Using Security in the View Layer - The Spring Security Tag Libraries

If we look in ApplicationController.java, we find the following method mapping:

@RequestMapping(value = "/", method = RequestMethod.GET)
    public String index(ModelMap map) {
        // Additional code...
        return "index";
    }

No surprises here, the root mapping is to the traditional index page. Examining the source in src/webapp/WEB-INF/pages/index.jsp we find a good demonstration of the use of the Spring Security Tag Library. First, we import the tag library:

<%@ taglib prefix="sec" uri="http://www.springframework.org/security/tags" %>

We now have access to the Spring Security Expressions that we saw enabled earlier when we discussed the configuration. For example, we first check to see if the User has logged in or not, and if not, we prompt for a sign-in:

<sec:authorize access="isAnonymous()">
    <p>
        <a href="/spring_security_login">Sign In</a>
    </p>
</sec:authorize>

Using the inverse of the isAnonymousCheck, if the user is authenticated we display a welcome message and a sign-out link:

<sec:authorize access="isAuthenticated()">
    <p>Hello, ${userDetails.username}! <a href="/j_spring_security_logout">Sign Out</a></p>
</sec:authorize>

Note that for production use, there's a bit of a bug in this code, since there's a the user could be a user who asked to be remembered ("Remember Me"), in which case isAuthenticated would still return true even if the user were not logged in. To eliminate this possibility, use "isFullyAuthenticated" instead.

Finally, we do a check for the admin role and conditionally display a link if the signed in user has that role assigned.

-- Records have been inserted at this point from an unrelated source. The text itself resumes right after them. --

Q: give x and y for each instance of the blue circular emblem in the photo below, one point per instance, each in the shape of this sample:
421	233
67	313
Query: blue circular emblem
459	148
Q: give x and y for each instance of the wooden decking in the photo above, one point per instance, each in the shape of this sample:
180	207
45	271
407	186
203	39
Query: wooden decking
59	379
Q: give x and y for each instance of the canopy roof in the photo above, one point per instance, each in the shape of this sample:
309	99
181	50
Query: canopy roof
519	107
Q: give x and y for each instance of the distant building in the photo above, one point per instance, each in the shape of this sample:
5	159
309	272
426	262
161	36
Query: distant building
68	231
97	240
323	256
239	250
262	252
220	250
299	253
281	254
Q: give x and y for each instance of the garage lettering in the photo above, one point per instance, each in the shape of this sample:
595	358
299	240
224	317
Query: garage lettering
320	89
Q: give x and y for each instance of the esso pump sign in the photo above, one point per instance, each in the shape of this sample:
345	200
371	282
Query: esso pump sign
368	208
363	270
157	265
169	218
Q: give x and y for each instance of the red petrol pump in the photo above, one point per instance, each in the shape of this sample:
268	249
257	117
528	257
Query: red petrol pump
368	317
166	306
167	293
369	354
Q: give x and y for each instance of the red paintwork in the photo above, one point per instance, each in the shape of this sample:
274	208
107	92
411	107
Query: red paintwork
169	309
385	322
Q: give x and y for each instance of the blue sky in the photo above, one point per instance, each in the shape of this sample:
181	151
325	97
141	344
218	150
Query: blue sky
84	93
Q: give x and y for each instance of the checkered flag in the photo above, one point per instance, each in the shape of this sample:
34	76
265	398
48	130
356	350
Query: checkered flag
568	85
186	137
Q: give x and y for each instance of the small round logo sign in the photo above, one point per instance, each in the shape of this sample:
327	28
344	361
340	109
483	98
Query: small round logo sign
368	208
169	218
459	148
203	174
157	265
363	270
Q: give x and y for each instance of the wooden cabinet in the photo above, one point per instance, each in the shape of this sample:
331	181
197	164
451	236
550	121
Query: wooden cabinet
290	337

<sec:authorize access="hasRole('admin')">
    <p>
        <a href="/admin">Admin page</a>
    </p>
</sec:authorize>

With that, we've seen a basic Spring Security starter project that illustrates how to set up a very basic authentication based on pre-configured user names and passwords. In Spring Security Part II, we'll dig into how to handle the much more common use case of storing user authentication information in a database. We'll also dig into customizing the log-in forms. This will serve as a starting point for a much more full featured authorization system suitable for a business to consumer or business to business web site. Later on in another tutorial we're planning to tie this database-based authentication system with Spring OAuth, allowing users with (for example) a Google account to sign in using that account.